It’s hard to pinpoint the exact moment when the freeskiing seed was first planted. But it might have been in 1983, when Warren Miller showed up at the ski area now known as Palisades Tahoe, in California, with his film camera. Miller shot footage of a then-unheard-of skier named Scot Schmidt, who was working for the resort’s race department. For the camera, Schmidt dropped steep lines and rocky chutes all over the mountain that few had even considered skiable.
Weeks later, Miller sent Schmidt a letter that said his footage was the most exciting skiing he’d seen and inquired if Schmidt was interested in filming with him again. Schmidt said yes, and the rest is history. That footage, portrayed in Miller’s 1983 film, “Ski Time,” launched a revolution and put Palisades Tahoe on the map as a mecca for a new, extreme style of skiing.
Schmidt was not the first pioneering athlete to show up in Tahoe, but he was perhaps the most visible. Some also credit under-the-radar brothers Craig and Greg Beck, who skied Palisades in the late 70s, quietly filming each other launching 100-footers. But it was Schmidt who helped turn Palisades into ski country’s Hollywood, the place where ski movies were made.
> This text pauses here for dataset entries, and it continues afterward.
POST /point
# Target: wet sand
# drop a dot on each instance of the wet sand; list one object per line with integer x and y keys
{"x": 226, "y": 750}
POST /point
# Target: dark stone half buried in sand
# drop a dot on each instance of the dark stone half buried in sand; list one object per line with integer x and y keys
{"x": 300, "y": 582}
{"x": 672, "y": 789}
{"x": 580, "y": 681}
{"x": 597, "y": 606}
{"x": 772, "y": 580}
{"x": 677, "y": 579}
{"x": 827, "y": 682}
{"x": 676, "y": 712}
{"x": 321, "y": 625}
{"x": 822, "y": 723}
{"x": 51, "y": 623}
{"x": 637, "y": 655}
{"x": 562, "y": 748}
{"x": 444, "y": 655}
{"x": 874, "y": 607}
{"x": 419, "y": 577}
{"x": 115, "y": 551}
Like 1984’s cult-classic “Hot Dog … The Movie,” which starred many local skiers as stunt doubles, and Greg Stump’s landmark 1988 film, “Blizzard of Aahhh’s,” starring Schmidt, Glen Plake and Mike Hattrup.
Around the same time, cinematographer Eric Perlman shot the Egan brothers (Dan and Jon) and the DesLauriers brothers (Rob and Eric) for a video series called “The North Face Extreme.” All of that footage reached mainstream audiences with a clear and surprising message: For the steepest, gnarliest ski terrain and the deepest snow in the U.S., head to California.